Notwithstanding the preceding sentence this paragraph shall not apply in any case where the combined gross receipts from the sale of such oil, natural gas, or any product derived therefrom, for the taxable year of all retail outlets taken into account for purposes of this paragraph do not exceed $5,000,000. For purposes of this paragraph, sales of oil, natural gas, or any product derived from oil or natural gas shall not include sales made of such items outside the United States, if no domestic production of the taxpayer or a related person is exported during the taxable year or the immediately preceding taxable year.
(3) Related person
For purposes of this subsection, a person is a related person with respect to the taxpayer if a significant ownership interest in either the taxpayer or such person is held by the other, or if a third person has a significant ownership interest in both the taxpayer and such person. For purposes of the preceding sentence, the term “significant ownership interest” means—
(A) with respect to any corporation, 5 percent or more in value of the outstanding stock of such corporation,
(B) with respect to a partnership, 5 percent or more interest in the profits or capital of such partnership, and
(C) with respect to an estate or trust, 5 percent or more of the beneficial interests in such estate or trust.
For purposes of determining a significant ownership interest, an interest owned by or for a corporation, partnership, trust, or estate shall be considered as owned directly both by itself and proportionately by its shareholders, partners, or beneficiaries, as the case may be.
(4) Certain refiners excluded
If the taxpayer or one or more related persons engages in the refining of crude oil, subsection (c) shall not apply to the taxpayer for a taxable year if the average daily refinery runs of the taxpayer and such persons for the taxable year exceed 75,000 barrels. For purposes of this paragraph, the average daily refinery runs for any taxable year shall be determined by dividing the aggregate refinery runs for the taxable year by the number of days in the taxable year.
(5) Percentage depletion not allowed for lease bonuses, etc.
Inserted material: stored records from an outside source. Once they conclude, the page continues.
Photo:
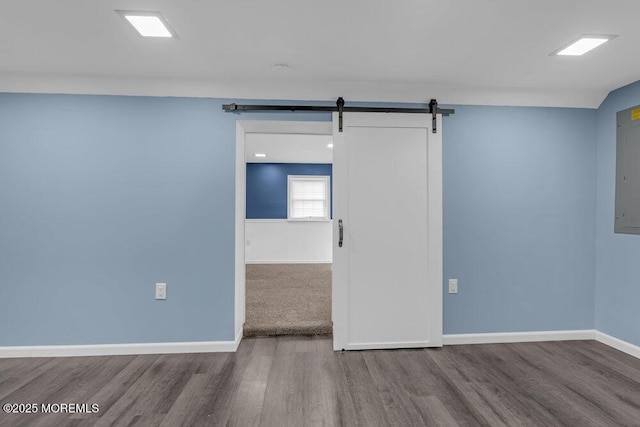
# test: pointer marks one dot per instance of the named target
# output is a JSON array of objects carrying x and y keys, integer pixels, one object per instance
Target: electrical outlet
[
  {"x": 161, "y": 291},
  {"x": 453, "y": 286}
]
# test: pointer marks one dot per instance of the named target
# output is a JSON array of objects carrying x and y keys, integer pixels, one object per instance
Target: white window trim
[{"x": 327, "y": 179}]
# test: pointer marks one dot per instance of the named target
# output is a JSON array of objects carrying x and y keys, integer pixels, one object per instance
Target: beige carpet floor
[{"x": 288, "y": 299}]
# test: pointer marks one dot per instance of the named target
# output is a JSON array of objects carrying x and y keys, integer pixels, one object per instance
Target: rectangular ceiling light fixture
[
  {"x": 583, "y": 45},
  {"x": 148, "y": 24}
]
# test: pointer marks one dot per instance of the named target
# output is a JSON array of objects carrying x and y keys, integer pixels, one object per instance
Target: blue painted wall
[
  {"x": 267, "y": 187},
  {"x": 102, "y": 196},
  {"x": 617, "y": 269},
  {"x": 519, "y": 219}
]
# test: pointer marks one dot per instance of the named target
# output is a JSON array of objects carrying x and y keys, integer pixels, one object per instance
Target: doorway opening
[{"x": 287, "y": 229}]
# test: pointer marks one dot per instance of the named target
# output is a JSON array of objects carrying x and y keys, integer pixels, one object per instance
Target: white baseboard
[
  {"x": 121, "y": 349},
  {"x": 514, "y": 337},
  {"x": 618, "y": 344}
]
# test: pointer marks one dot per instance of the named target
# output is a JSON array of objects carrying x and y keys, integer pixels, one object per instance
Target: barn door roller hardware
[{"x": 432, "y": 109}]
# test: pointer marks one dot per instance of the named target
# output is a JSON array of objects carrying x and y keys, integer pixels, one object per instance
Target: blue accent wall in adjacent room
[
  {"x": 617, "y": 268},
  {"x": 103, "y": 196},
  {"x": 267, "y": 186}
]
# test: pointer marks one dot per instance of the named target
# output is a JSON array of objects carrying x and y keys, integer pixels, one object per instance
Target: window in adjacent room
[{"x": 308, "y": 198}]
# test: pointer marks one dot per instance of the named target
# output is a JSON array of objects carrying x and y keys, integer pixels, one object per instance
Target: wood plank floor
[{"x": 297, "y": 381}]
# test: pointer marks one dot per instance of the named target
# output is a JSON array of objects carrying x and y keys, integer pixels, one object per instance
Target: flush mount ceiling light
[
  {"x": 148, "y": 24},
  {"x": 282, "y": 68},
  {"x": 583, "y": 45}
]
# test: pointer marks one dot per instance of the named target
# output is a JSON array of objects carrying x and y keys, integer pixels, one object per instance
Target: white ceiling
[
  {"x": 461, "y": 52},
  {"x": 288, "y": 148}
]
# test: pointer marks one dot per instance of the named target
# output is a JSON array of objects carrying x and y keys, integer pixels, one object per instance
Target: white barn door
[{"x": 387, "y": 275}]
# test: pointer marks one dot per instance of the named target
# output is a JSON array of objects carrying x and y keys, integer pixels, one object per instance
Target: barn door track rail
[{"x": 432, "y": 109}]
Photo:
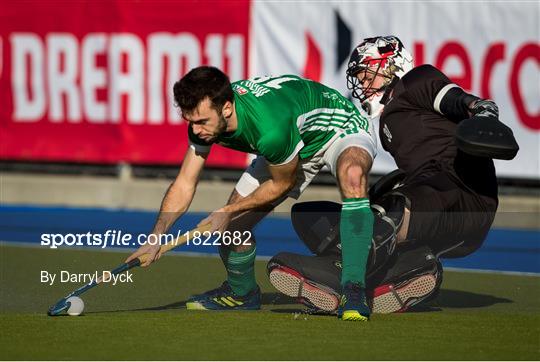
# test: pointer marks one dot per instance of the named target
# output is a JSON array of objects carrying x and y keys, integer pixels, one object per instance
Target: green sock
[
  {"x": 356, "y": 229},
  {"x": 240, "y": 269}
]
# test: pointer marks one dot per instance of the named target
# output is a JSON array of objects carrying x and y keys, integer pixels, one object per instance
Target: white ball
[{"x": 76, "y": 307}]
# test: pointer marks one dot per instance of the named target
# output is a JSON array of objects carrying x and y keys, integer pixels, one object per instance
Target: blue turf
[{"x": 504, "y": 249}]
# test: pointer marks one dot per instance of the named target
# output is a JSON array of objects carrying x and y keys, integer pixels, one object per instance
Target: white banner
[{"x": 491, "y": 49}]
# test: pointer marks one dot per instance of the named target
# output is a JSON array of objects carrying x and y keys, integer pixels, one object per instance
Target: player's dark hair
[{"x": 202, "y": 82}]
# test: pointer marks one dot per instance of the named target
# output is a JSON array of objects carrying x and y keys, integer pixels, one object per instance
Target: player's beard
[
  {"x": 373, "y": 105},
  {"x": 221, "y": 128}
]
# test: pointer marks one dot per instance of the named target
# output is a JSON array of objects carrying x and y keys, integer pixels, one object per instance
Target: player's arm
[
  {"x": 175, "y": 202},
  {"x": 180, "y": 193},
  {"x": 479, "y": 131}
]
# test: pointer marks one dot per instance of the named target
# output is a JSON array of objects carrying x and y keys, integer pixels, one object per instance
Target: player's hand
[
  {"x": 219, "y": 220},
  {"x": 152, "y": 251}
]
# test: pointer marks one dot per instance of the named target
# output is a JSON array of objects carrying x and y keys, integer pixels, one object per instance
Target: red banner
[{"x": 92, "y": 81}]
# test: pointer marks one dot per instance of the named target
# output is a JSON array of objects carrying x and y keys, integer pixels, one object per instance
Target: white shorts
[{"x": 258, "y": 172}]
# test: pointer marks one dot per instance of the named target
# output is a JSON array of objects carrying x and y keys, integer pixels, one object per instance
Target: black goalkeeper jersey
[{"x": 421, "y": 139}]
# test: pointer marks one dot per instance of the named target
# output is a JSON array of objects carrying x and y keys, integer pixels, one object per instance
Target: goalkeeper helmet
[{"x": 381, "y": 55}]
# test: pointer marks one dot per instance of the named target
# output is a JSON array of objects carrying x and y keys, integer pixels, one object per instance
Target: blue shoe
[
  {"x": 223, "y": 298},
  {"x": 353, "y": 305}
]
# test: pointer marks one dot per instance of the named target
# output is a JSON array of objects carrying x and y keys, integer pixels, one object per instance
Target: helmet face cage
[{"x": 383, "y": 56}]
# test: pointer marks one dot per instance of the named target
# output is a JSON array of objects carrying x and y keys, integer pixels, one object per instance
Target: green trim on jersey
[{"x": 281, "y": 117}]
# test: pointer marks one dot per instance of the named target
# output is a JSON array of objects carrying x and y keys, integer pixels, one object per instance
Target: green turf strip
[{"x": 476, "y": 316}]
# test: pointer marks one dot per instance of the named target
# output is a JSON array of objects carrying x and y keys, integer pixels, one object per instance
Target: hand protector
[{"x": 483, "y": 135}]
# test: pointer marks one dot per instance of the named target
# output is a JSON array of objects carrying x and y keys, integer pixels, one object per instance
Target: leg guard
[
  {"x": 317, "y": 225},
  {"x": 314, "y": 280},
  {"x": 414, "y": 276}
]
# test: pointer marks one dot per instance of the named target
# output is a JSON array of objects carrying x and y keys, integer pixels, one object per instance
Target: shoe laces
[{"x": 354, "y": 293}]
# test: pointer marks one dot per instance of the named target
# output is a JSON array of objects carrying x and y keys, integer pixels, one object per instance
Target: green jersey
[{"x": 281, "y": 117}]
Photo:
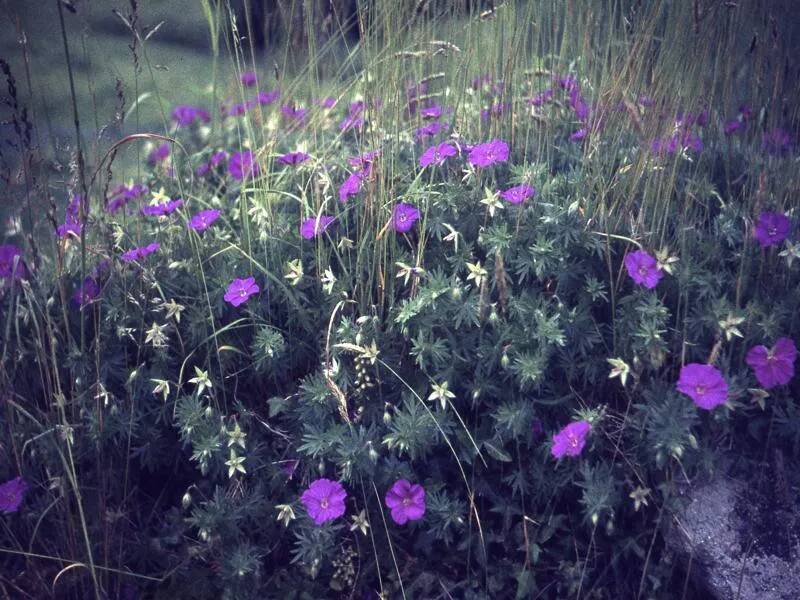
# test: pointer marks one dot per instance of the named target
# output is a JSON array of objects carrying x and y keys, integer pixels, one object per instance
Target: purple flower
[
  {"x": 488, "y": 153},
  {"x": 773, "y": 366},
  {"x": 578, "y": 135},
  {"x": 293, "y": 158},
  {"x": 243, "y": 165},
  {"x": 185, "y": 114},
  {"x": 240, "y": 290},
  {"x": 643, "y": 269},
  {"x": 518, "y": 194},
  {"x": 203, "y": 220},
  {"x": 86, "y": 292},
  {"x": 139, "y": 253},
  {"x": 11, "y": 494},
  {"x": 159, "y": 154},
  {"x": 248, "y": 78},
  {"x": 313, "y": 226},
  {"x": 324, "y": 500},
  {"x": 404, "y": 216},
  {"x": 772, "y": 228},
  {"x": 436, "y": 155},
  {"x": 11, "y": 264},
  {"x": 571, "y": 440},
  {"x": 704, "y": 384},
  {"x": 406, "y": 500},
  {"x": 265, "y": 98},
  {"x": 161, "y": 210},
  {"x": 351, "y": 186}
]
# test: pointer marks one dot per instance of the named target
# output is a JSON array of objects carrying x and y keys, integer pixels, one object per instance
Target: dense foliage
[{"x": 391, "y": 342}]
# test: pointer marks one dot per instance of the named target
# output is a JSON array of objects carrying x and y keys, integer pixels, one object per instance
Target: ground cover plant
[{"x": 458, "y": 313}]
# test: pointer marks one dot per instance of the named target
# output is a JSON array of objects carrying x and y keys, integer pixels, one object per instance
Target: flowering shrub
[{"x": 431, "y": 359}]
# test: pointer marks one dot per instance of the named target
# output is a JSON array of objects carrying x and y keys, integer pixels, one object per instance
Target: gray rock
[{"x": 738, "y": 543}]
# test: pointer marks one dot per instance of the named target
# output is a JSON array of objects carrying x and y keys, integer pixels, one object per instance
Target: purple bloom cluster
[
  {"x": 704, "y": 384},
  {"x": 406, "y": 501},
  {"x": 773, "y": 366},
  {"x": 240, "y": 290},
  {"x": 772, "y": 228},
  {"x": 313, "y": 226},
  {"x": 324, "y": 500},
  {"x": 135, "y": 254},
  {"x": 643, "y": 269},
  {"x": 571, "y": 440}
]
In the case of any oil or gas property to which subsection (c) applies, for purposes of section 613, the term “gross income from the property” shall not include any lease bonus, advance royalty, or other amount payable without regard to production from property.
(e) Definitions
For purposes of this section—
(1) Crude oil
The term “crude oil” includes a natural gas liquid recovered from a gas well in lease separators or field facilities.
(2) Natural gas
The term “natural gas” means any product (other than crude oil) of an oil or gas well if a deduction for depletion is allowable under section 611 with respect to such product.
(3) Domestic
The term “domestic” refers to production from an oil or gas well located in the United States or in a possession of the United States.
(4) Barrel
The term “barrel” means 42 United States gallons.


[1] So in original. Probably should be “taxpayer’s”.